FUN FACTS ABOUT THE CIVIL WAR.

Most historians agree that Jefferson Davis would have made a fair-to-middling registrar of deeds, as long as someone else dealt with the public for him.

Throughout their existence, the Confederate States of America successfully avoided the evils of political parties. And look what happened.

Contrary to popular belief, the Confederate battle flag is not a symbol of racism; it is simply a symbol of Southern tradition—specifically, the Southern tradition of keeping Africans in their place.

About 10% of the male population of fighting age died in the Civil War, but that was all right because there were too many young men loitering in front of cigar shops anyway.

It took a man of Jefferson Davis’ talents to lose the Civil War for the South; it took a man of Rutherford B. Hayes’ talents to lose it for the North.

If you examine American history with care, you will find that the phrase “states’ rights” invariably refers to the rights of states to oppress some group of individual residents. Try it sometime!

Comments

  1. markm says:

    Boy, you’ve really stepped in it – in my experience if a blogger says something implying that the South seceded because of slavery and there will soon be a mass of postings by historically ignorant southerners and special pleaders. So to get ahead of that crowd:

    To my Kansas ancestors, the Civil War didn’t start at Fort Sumter in 1861, it started in Kansas in 1854, and it was definitely about slavery. With slavery for the territory up to a vote, slavery supporters were not only working to pack the polls with non-residents from across the river, but they were also trying to suppress anti-slavery opinion by murdering people in the streets. Admittedly, abolitionist sociopaths like John Brown ratcheted it several notches by responding to random murders in the street with _organized_ murders of proslavery men in their homes, but everything I’ve seen about this says that the slavers started the violence. And why not? By advocating slavery and holding slaves if they could afford them, they were already stealing the lives of men and women, one day at a time.

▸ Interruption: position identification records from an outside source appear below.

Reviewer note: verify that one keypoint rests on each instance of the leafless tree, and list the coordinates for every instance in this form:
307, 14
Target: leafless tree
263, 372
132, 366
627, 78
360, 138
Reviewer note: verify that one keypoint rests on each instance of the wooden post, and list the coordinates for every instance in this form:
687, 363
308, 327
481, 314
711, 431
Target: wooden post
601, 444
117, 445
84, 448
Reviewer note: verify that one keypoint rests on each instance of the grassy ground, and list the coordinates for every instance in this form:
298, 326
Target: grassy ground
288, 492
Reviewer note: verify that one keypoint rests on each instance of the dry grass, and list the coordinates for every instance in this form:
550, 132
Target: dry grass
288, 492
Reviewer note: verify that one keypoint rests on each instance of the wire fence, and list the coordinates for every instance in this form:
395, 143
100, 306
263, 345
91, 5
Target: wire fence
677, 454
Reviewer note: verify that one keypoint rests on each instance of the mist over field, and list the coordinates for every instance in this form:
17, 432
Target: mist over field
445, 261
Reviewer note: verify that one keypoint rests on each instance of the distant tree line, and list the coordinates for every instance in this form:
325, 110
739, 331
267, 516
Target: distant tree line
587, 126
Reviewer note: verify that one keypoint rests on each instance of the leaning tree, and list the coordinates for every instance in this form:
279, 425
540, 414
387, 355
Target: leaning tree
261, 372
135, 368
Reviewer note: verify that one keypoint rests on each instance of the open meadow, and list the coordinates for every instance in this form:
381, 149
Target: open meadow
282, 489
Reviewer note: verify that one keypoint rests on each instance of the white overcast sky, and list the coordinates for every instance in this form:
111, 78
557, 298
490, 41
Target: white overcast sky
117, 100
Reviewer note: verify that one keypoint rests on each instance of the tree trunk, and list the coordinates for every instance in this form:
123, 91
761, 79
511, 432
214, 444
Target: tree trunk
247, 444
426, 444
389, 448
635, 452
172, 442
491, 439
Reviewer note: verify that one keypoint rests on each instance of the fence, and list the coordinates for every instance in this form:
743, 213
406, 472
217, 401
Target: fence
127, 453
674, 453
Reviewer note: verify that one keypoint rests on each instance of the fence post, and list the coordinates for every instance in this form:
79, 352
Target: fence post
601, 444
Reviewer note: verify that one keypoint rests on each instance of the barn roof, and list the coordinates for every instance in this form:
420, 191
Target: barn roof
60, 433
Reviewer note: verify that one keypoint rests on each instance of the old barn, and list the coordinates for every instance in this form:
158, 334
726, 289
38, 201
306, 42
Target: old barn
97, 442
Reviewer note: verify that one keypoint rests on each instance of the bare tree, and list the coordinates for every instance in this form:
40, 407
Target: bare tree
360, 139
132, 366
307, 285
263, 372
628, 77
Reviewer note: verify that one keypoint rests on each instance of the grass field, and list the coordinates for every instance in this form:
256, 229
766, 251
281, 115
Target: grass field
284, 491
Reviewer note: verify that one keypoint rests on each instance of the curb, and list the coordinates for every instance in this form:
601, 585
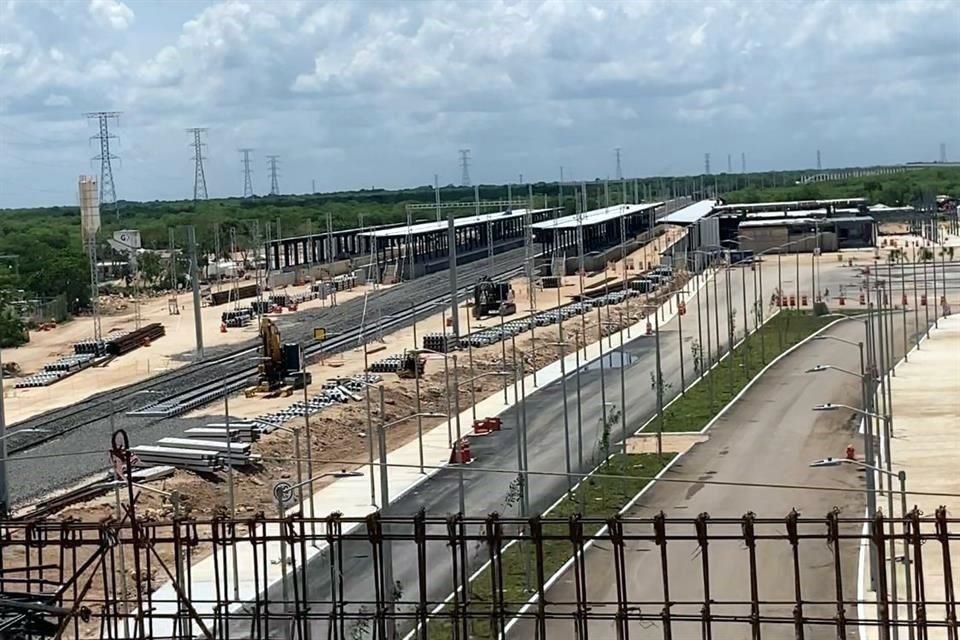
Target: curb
566, 565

    Rebel apologists will claim that the root cause was economic policy, especially tariffs to protect northern manufacturers and drive down the relative value of cotton. The tariffs were unfair, but unfair tariffs had been in place at least since the 1820’s. There was a semi-rebellion over that thirty years before the Civil War (look up nullification”), which was suppressed by Andrew Jackson – a southerner, a slaveowner, and a cotton planter – because he recognized that preserving the union was more important than the economic interests of his part of the country.

    Just one thing changed in 1860 – a President was elected who was determined to see that the stain of slavery spread no further. That was why the South rebelled – and they had already proven their willingness to kill to expand slavery to new states in Kansas. They had also shown that they were willing to give up their freedom of speech to suppress criticism of slavery, in laws passed in many of the southern states. They’d committed assault and battery – if not attempted murder – in the halls of Congress to try to suppress debate of slavery.

    If the South hadn’t started the war in Fort Sumter, it would have just started a little later, when the CSA attempted to seize Kansas or Oklahoma, or perhaps when the CSA invaded Mexico or other Latin American countries to steal their land and re-impose slavery, and the Union intervened.

    • Hezekiah Garrett says:

      Funny you should mention Oklahoma…

      Your Kansas ancestors were genocidal maniacs, whether free or slave.

    • Oatworm says:

      Just one thing changed in 1860 – a President was elected who was determined to see that the stain of slavery spread no further.

      Fun fact: Abraham Lincoln was never given a chance to show anyone what he thought about slavery – the Southern states started to secede long before he was sworn in. South Carolina seceded on December 20, 1860, almost three months before Abraham Lincoln took office. The bigger issue at the time was that the Northern states chose to exercise a bit of “state’s rights” of their own and started treating the Fugitive Slave Act with the same level of respect that modern-day Colorado and Washington treat marijuana’s Schedule I classification. This was already happening before 1860, but after the election, most of the Northern states elected Republican legislatures and governors who openly ran on a platform of effectively nullifying the Fugitive Slave Act; the Southern states (probably rightly) assumed that Lincoln, being a Republican and all, would exercise some “prosecutorial discretion” and refuse to enforce the Fugitive Slave Act in those recalcitrant Northern states. So, to protect their “property”, they tried to take their ball and go home.